22th International Display Workshops(IDS’15)より主要な最新の8Kディスプレイ技術を紹介します!

「22th International Display Workshops(以下IDW ’15)」が、滋賀県の大津プリンスホテルで2015年12月9日、10日、11日の3日間日程で開催されました。このIDWはアジア最大のディスプレイ国際会議の一つです。

今年は横浜でネットワークの国際会議IETF 94が開催されるなど、大きな国際会議がいくつも日本で開催され、日本の各方面の有識者が多数日本に来日したのではないかと思います。

IDW ’15は研究者向けの会議であるため、発表内容を理解するのはかなり難しいのですが、その中から今後の8Kディスプレイに関わる内容についてトピックスをいくつか紹介したいと思います。

パナソニックが55型の8K/120p(120Hz/120フレーム/秒)対応IPS液晶を開発

panasonic_display
出典:パナソニック液晶ディスプレイ(論文番号:LCT1-1)

パナソンックにはアモルファスSi結晶を用いたIPS液晶で、55型の8K/120p(120Hz or 120フレーム/秒)対応IPS液晶の開発に成功したと発表しました。従来の技術では120p(120Hz/120フレーム/秒)で表示・処理が追い付かないため、画面を上下に分割して制御することにより120pを実現しています。

シャープが低消費電力で知られるIGZOでスマホ対応4Kディスプレイを開発

Z5-Premium

世界初の4Kスマートフォン「Xperia Z5 Premium」(SO-03H)」にはシャープ製のLTPS液晶が採用されています。今回の発表ではより高精細かつ明るいディスプレイが可能となる新型のIGZO液晶ディスプレイについて発表が行われました。

三菱電機がBT.2020に98%対応の高コントラスト液晶を開発

bt2020

「REAL」シリーズを発売している三菱電機がより高コントラストの液晶ディスプレイ開発に成功しました。その色域再現はITU-R.BT.2020規格の98%まで再現出来ています。98%というのはほぼ人間の目で見える色と同等の再現性があります、尚この液晶開発はNHKと共同開発が行われています。

高コントラストを実現するために色の三原色(R:赤、G:緑、B:青)それぞれにレーザーダイオードを採用しています。これらのレーザーダイオードを液晶バックライトの光源とすることによってこれまでにない高コントラストを実現しています。

レーザーダイオードをバックライトとして用いるには高出力な半導体レーザーが必要となります。赤色の半導体レーザーについては三菱電機のテレビ「REAL」シリーズですでに採用されていますが、緑色の半導体レーザーは最近になってようやく開発されたばかりで、テレビの液晶バックライトに応用されたのは初となったようです。

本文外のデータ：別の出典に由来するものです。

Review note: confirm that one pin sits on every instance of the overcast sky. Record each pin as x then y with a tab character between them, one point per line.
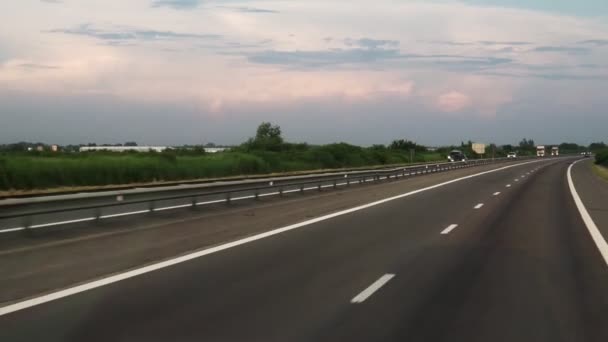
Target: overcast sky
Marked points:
167	72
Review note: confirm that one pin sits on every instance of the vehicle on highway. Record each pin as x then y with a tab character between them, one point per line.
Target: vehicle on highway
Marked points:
456	156
540	151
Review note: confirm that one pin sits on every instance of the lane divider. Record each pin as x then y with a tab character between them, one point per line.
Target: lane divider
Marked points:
449	229
597	237
361	297
201	253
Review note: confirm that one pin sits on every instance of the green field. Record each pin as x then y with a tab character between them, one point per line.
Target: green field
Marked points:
28	171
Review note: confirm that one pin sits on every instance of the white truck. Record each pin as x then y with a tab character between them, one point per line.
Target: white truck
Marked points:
540	151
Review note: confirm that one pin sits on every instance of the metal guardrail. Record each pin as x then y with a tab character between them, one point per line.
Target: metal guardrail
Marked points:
32	213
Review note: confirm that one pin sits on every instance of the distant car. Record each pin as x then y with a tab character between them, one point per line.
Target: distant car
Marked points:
456	156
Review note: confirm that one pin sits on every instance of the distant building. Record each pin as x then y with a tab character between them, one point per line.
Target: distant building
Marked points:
215	149
123	148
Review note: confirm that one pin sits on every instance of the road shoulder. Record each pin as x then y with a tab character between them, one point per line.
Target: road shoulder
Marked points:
593	192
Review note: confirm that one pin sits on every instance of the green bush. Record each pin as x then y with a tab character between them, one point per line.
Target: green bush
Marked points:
601	157
26	171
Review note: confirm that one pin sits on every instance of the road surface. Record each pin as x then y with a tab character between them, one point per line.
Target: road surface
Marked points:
497	256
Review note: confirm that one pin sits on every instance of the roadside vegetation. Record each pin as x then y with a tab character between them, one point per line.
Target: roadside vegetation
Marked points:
601	157
267	152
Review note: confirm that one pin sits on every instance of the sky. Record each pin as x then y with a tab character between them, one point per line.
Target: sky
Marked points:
171	72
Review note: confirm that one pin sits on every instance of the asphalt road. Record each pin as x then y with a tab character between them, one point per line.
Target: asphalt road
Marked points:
504	256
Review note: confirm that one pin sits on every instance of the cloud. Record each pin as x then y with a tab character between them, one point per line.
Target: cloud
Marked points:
322	58
126	34
567	49
453	101
369	43
481	42
492	42
37	66
177	4
546	76
250	10
597	42
370	52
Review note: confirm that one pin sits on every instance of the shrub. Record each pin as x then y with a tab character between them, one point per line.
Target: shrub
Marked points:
601	157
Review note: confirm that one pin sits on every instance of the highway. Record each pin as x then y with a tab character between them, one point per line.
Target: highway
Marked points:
496	253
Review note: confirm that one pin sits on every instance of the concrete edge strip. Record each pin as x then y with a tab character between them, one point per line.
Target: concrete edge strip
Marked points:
596	235
195	255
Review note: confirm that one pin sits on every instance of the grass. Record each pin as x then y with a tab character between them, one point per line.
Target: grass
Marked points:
23	172
601	171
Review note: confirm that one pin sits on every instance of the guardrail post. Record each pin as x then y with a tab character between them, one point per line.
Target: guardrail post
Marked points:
151	206
27	222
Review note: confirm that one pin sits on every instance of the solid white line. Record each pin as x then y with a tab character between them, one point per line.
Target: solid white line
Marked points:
269	194
62	222
599	240
211	202
449	229
11	230
164	264
244	198
285	192
125	214
173	207
361	297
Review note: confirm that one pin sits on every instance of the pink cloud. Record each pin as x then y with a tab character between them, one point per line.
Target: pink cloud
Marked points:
453	101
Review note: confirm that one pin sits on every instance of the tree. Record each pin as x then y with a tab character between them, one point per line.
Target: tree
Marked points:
597	146
406	145
267	137
527	144
507	148
266	131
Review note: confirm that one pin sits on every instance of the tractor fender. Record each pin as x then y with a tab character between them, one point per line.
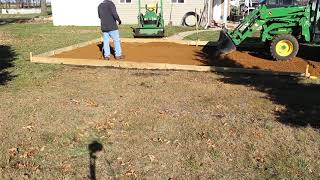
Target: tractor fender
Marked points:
184	23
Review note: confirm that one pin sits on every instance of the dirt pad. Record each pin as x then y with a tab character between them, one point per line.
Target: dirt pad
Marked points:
173	53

しかし、この半導体レーザーは非常に高価であるため、一般の液晶テレビに採用されるのはしばらく先になりそうです。放送局向けや医療用など業務用向けに先行して製品化される可能性はありそうです。

まとめ

今年の発表は8K(スーパーハイビジョン)でのフルスペックである120p(120Hz or 120フレーム/秒)対応に向けた基礎技術開発が着実に進んでいることが確認出来る会議となっていました。逆に言えば、8Kテレビの製品化はまだもう少し先であることを痛感した発表内容だったと思います。

一般的な世帯で言えばどんなに大きくても60インチ以下であるため、パナソニックが発表した内容が最も現実的な製品が発売されそうだなと感じれる内容となっていました。一応我が家としては今後のディスプレイの開発やBSでの4K/8K放送内容を追っかけて2018年頃に買い替えたいと考えています。